Completion rates for both higher and further full-time education were found to be 2 per cent lower than the national average. Concerns were also raised about student engagement.
Education Scotland inspectors concluded that "the effectiveness of Fife College's arrangements to maintain and enhance the quality of its provision and outcomes for learners and other stakeholders is limited".
The report says: "This judgement means that there are some strengths in the college's arrangements for quality enhancement. However, there are weaknesses in arrangements for high-quality learning, learner engagement and quality culture. If not addressed, the importance of these weaknesses will continue to limit the effectiveness of the college's arrangements."
Formed in August 2013 through the merger of Adam Smith College, Carnegie College and part of Elmwood College, Fife faces a legacy of controversies, including two principals departing in quick succession from Adam Smith prior to the amalgamation.
`A difficult few years'
The report acknowledges that after the merger Fife College underwent "a major restructure of staff roles", and recently reorganised its curriculum delivery and management positions. Voluntary redundancies have also reduced total staff numbers.
However, the inspectors said that even though the college offered a varied programme of courses, learners were not actively involved in the planning of activities and staff did not use a sufficiently wide range of teaching approaches.
The report says: "The college has not yet established an appropriate level of information, advice and support services to learners on all campuses.
"Actions taken through internal review activities in the last academic year often focus on issues related to programme management, and rarely focus on learning and teaching. In addition, not all issues identified within the reports are addressed with clear actions."
It adds that although the principal and senior management team at the college provide "purposeful leadership for the college curriculum", a number of staff have been recently appointed, meaning that support teams are "not yet fully effective". Geographical issues arising from operating out of different campuses are also adding to the challenges.
The report states: "The college has a clear commitment to quality, and staff work diligently to ensure learners have a positive learning experience. However, new quality arrangements to engage staff better in self-evaluation and action planning have yet to have an impact on further improvements."
Both college management and student representatives welcomed the report but acknowledged the challenges the college had faced.

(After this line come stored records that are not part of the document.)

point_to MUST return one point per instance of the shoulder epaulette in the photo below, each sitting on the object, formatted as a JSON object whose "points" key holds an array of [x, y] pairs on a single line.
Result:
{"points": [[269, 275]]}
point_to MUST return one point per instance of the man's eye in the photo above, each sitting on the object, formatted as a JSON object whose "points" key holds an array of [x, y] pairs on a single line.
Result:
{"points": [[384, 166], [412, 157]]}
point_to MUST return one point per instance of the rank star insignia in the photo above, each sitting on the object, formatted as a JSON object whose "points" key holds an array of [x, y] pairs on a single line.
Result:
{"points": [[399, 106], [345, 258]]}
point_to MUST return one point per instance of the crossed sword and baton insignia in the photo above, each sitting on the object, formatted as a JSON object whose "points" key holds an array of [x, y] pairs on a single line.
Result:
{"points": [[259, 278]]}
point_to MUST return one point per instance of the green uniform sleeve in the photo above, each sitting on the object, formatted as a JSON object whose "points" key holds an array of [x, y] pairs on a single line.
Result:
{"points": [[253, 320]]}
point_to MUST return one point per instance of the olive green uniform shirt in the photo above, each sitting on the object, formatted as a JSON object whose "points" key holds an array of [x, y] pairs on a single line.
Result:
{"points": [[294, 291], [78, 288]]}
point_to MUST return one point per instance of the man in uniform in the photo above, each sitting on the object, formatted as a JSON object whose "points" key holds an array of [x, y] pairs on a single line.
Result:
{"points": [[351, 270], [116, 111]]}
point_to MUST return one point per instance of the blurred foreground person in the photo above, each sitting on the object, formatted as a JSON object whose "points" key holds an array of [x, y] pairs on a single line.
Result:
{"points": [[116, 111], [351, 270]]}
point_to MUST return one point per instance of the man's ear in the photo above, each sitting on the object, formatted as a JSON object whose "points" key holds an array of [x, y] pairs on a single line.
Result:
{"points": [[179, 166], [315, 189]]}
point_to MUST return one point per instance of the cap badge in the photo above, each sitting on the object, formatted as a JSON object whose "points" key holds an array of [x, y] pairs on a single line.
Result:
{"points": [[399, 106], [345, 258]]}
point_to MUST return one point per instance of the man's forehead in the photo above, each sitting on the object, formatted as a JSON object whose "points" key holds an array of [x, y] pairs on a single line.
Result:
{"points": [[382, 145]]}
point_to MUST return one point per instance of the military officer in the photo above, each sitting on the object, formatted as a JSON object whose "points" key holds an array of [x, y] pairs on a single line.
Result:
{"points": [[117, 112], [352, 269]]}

Principal Hugh Logan said it had been "a difficult few years for further education in Fife". He added: "Against a backdrop of cuts in funding, we have come through a challenging merger process. It is early days and many challenges still lie ahead as we strive to improve all areas of college life for our students and partners.

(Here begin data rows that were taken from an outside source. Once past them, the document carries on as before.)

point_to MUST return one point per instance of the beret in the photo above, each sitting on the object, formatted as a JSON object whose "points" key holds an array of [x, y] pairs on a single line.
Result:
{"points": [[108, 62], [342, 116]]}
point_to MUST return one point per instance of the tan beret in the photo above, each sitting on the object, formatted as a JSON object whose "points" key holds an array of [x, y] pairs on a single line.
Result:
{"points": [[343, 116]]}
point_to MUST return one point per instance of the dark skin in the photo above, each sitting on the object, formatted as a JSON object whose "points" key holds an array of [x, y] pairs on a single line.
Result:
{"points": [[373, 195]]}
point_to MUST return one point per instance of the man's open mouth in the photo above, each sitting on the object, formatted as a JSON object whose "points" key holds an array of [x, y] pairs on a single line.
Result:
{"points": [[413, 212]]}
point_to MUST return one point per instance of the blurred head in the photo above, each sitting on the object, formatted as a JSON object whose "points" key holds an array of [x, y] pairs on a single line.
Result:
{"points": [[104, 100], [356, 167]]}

"We are working hard to improve on the areas for development and action, some of which have come about as a result of the merger process, and we have introduced a number of plans and processes to achieve these aims."

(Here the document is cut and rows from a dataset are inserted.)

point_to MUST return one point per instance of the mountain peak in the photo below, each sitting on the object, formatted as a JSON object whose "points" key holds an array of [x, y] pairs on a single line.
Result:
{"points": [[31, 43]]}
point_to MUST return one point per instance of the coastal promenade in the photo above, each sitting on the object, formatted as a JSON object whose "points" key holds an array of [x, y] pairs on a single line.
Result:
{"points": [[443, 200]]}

Alasdair Clark, vice-president for education and representation at Fife College Students' Association, said: "We welcome the Education Scotland report and the areas where the college has been identified as doing well.
"We also welcome the recognition of Fife College Students' Association's development since its formation last year. We are keen now to move forward and work together with the college to improve the areas the report highlights, so that we have the best college possible for our students."